After walking around for a while, I decided to actually find a cheap place within the market that sold butter… Little did I know I was about for find the best find of the day! I found a small shop that sold butter for 10 yuan (about $1.50) per pound! I’ve been paying about 20 yuan for a 1/4 of the butter! Needless to say, I bought a bag of butter weighing in at 2lbs… 20 yuan for 4x the butter… AMAZING! I will definitely be going back!

Moral of the story: Learn your markets! Know them!

Consistency

Transitions… I know I talk about this topic a lot, especially on this blog, but I find myself reflecting transition quite frequently.

Today I found myself sitting on an airport shuttle bus heading back to the city after seeing off a good friend, and as I sat there, I became overwhelmed. Something within me wanted to reject what had just happened and deny that I wouldn’t see her for a little while; it was all too surreal. Overcome with emotion, I realized that I don’t handle change well and how unfortunate it is that my life is seems to be surrounded by ever continuing changes.

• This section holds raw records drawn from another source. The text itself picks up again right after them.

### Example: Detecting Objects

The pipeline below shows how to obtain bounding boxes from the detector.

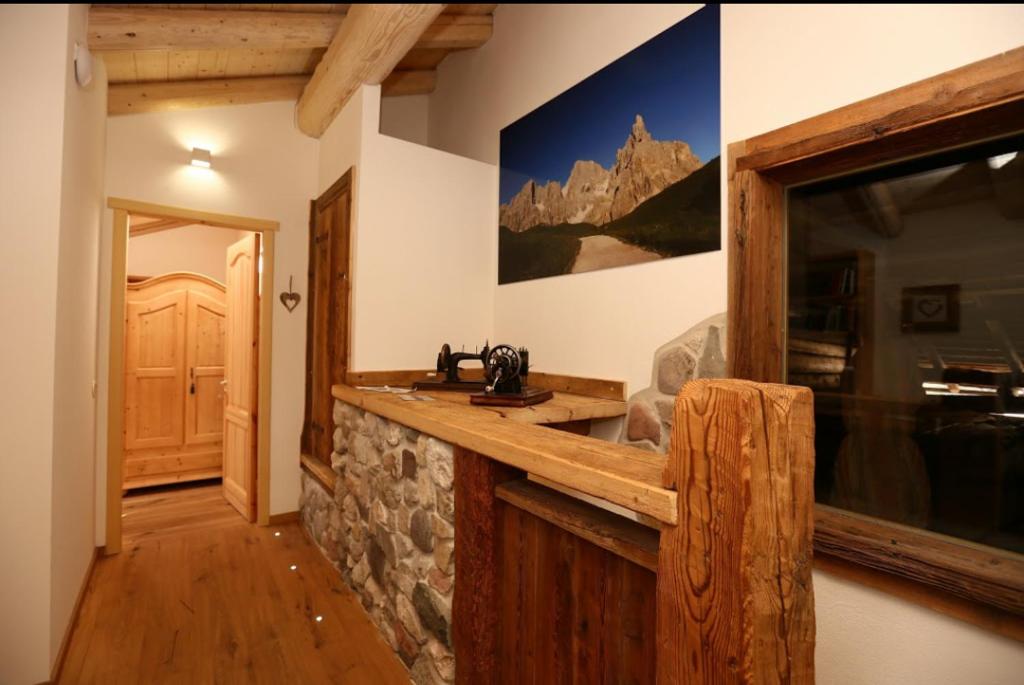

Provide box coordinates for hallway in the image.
[57,484,409,685]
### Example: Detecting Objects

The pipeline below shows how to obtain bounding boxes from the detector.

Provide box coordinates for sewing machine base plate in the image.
[469,385,554,406]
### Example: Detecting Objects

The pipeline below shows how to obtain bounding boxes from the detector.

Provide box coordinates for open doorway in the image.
[106,200,278,553]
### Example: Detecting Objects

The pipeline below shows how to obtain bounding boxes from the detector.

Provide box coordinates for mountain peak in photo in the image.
[500,114,701,232]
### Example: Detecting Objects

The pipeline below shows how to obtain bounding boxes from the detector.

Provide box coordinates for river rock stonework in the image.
[618,313,725,453]
[300,401,455,685]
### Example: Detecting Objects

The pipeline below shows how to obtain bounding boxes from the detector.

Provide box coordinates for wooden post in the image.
[452,447,521,685]
[657,380,814,685]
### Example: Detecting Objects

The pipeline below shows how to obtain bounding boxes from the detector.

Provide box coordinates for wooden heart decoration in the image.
[281,276,302,312]
[918,298,945,318]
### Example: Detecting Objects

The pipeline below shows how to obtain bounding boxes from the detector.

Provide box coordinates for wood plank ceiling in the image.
[89,4,497,115]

Many will joke and say “the only thing consistent in my life is change and God,” but quite frankly, this is my reality.

Don’t get me wrong, I’m not bashing change. I’m actually appreciative of it. Without change I wouldn’t grow, I wouldn’t have met my sweet Prince, and I would have missed out on so many opportunities. Change is quite essential.

As I thought about all of the changes that I’ve gone through, I think what I have concluded is that I wish some of the changes would hurt a little bit less.

Shenti Hao

As I was walking down the street, I saw a cart of mangoes up ahead.  It had been a long time since I had eaten a mango and so I couldn’t resist stopping to pick one up. As I handed the fruit seller my cash, he turned to me and grabbed with a firm grip my arm fat. Alarmed, I looked at my arm and back at him. He then bellowed “SHENTI HAO!,” which translates into “healthy.” In my mind I kept thinking, ‘sir, can you please let go of my arm fat? That would be great,’ but not wanted to offend him, I simply waited for him to let go, smiled, and then went on my way.

It’s funny the cultural differences between the US and China. In America, if you pulled a move like that, you would likely be verbally ripped apart or even worse, physically attacked. But here, what he did wasn’t “offense.” Instead it was actually a complement (strange, I know…). In the older generations here in China, the belief is that if you have more meat on your bones, you’re healthier. So the fruit man was not attacking me but was rather observing how healthy I am.

Fortunately for the fruit selling man, I already understand this cultural difference and am not offended by such actions. However, I hope the next American he grabs has that same understanding or things could potentially get ugly…

oh cultural differences…

A New City, A New Life

Before moving over to this side of the world, I had to make a fairly difficult decision. The two years I spent here prior, I lived in the city of Chengdu. Oh how I love that city! But I felt a guiding by my sweet Prince to explore another option; a different city.

After much thought, I made my choice. Now I’m living in a new city, famous for its Terracotta Warriors; a city so rich in history.

During my first few weeks, it was a hard transition as I sought to find a place to live, new friends, and essentially start over again. But as weeks have passed I’ve grown more accustomed to this area; I feel more at peace about my decision to move here. I have a wonderful apartment, have started making friends, and can finally admit that this will be my home for the next year.